GanosBase can use the parallel query feature of PostgreSQL to accelerate complex spatio-temporal data queries that involve a large amount of data.
Parallel query principles
Parallel query is performed at the table level. The following figure shows the parallel query process.
Usage notes
If a large number of workers are used for the parallel query, the CPU load is high. If the CPU load is high, we recommend that you set the max_parallel_workers_per_gather parameter to 2 to use 2 workers.

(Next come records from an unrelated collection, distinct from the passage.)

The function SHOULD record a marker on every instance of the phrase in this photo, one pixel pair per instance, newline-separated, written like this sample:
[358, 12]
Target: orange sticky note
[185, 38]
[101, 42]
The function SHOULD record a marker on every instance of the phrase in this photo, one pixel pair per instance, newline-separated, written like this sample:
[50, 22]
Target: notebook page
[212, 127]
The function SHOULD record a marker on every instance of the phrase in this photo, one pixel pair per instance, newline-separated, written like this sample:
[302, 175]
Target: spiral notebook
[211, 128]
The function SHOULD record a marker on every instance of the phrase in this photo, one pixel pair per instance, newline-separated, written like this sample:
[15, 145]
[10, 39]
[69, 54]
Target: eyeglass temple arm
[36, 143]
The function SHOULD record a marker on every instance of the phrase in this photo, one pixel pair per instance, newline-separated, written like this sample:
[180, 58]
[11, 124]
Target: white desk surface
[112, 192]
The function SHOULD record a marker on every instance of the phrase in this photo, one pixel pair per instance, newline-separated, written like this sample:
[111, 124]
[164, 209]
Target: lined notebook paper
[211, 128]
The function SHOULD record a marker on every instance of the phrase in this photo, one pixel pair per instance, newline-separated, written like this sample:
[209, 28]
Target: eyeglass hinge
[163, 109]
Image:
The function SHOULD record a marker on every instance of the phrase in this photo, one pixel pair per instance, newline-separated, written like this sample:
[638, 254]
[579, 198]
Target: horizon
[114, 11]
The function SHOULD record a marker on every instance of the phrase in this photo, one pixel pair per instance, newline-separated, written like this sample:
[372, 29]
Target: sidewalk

When you enable the parallel query feature for highly concurrent access requests on a server with limited memory, you must set the work_mem parameter to an appropriate value. The minimum value of this parameter is 64 KB. You must make sure that the number of concurrent access requests multiplied by the number of parallel workers multiplied by the value of the work_mem parameter does not exceed 60% of the server memory.
Usage
To enable the GanosBase parallel query feature, perform the following operations:
Configure parallel query parameters in the postgresql.conf profile.
Configure the max_parallel_workers parameter to specify the total number of parallel workers that can be enabled. The value of the parameter ranges from 8 to 32 and must be smaller than the value of the max_worker_processes parameter.

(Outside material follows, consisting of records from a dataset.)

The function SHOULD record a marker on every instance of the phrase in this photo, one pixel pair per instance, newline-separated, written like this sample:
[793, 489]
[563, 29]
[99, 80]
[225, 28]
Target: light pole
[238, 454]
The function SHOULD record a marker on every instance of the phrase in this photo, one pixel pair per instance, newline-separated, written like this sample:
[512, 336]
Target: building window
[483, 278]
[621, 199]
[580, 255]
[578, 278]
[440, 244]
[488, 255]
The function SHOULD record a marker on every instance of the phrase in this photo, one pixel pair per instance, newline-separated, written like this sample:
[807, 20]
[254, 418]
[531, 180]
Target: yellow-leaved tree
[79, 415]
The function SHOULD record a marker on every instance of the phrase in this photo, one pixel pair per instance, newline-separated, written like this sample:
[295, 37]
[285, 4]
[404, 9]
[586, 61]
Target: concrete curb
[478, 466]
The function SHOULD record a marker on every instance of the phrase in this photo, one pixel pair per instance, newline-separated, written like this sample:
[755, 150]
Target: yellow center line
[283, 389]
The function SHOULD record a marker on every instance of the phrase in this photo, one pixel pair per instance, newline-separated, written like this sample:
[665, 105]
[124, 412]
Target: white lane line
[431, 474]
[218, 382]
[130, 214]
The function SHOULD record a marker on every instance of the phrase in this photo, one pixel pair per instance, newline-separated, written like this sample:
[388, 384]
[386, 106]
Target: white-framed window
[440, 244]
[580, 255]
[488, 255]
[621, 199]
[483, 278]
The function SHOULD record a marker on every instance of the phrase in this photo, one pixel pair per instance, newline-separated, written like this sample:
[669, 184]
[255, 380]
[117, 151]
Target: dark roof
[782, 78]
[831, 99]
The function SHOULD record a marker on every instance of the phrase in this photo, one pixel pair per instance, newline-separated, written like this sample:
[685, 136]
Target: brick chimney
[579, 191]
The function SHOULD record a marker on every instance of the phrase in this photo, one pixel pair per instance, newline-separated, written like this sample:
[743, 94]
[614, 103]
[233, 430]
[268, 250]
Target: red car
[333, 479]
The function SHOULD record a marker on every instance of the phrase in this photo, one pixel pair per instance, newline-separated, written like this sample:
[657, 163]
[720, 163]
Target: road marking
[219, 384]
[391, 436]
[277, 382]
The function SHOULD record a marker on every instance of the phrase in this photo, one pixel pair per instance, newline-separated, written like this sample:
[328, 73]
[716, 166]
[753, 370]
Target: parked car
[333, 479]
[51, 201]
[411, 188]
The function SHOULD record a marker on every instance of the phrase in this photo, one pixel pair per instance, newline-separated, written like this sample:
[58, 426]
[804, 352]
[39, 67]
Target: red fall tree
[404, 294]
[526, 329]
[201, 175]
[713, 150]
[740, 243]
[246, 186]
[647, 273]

Configure the max_parallel_workers_per_gather parameter to specify the maximum concurrency for the Gather node of a query. The value of the parameter ranges from 2 to 4 and must be smaller than the value of the max_parallel_workers parameter.
To forcefully enable the parallel query feature, set the force_parallel_mode parameter to on.
To set the number of parallel workers for a table, execute the alter table table_name set (parallel_workers=n) statement.
NoteIn the preceding SQL statement, n indicates the number of parallel workers. For more information about how to set an appropriate value for n, see the description of the max_parallel_workers_per_gather parameter.
Increase the cost of GanosBase functions.
After a GanosBase module extension is created, functions have a default cost. If the data size of the table for the module extension is small, parallel query is disabled by default. If a function is computing-intensive and parallel query is suitable for the function, you must increase the cost of the function before you can enable parallel query.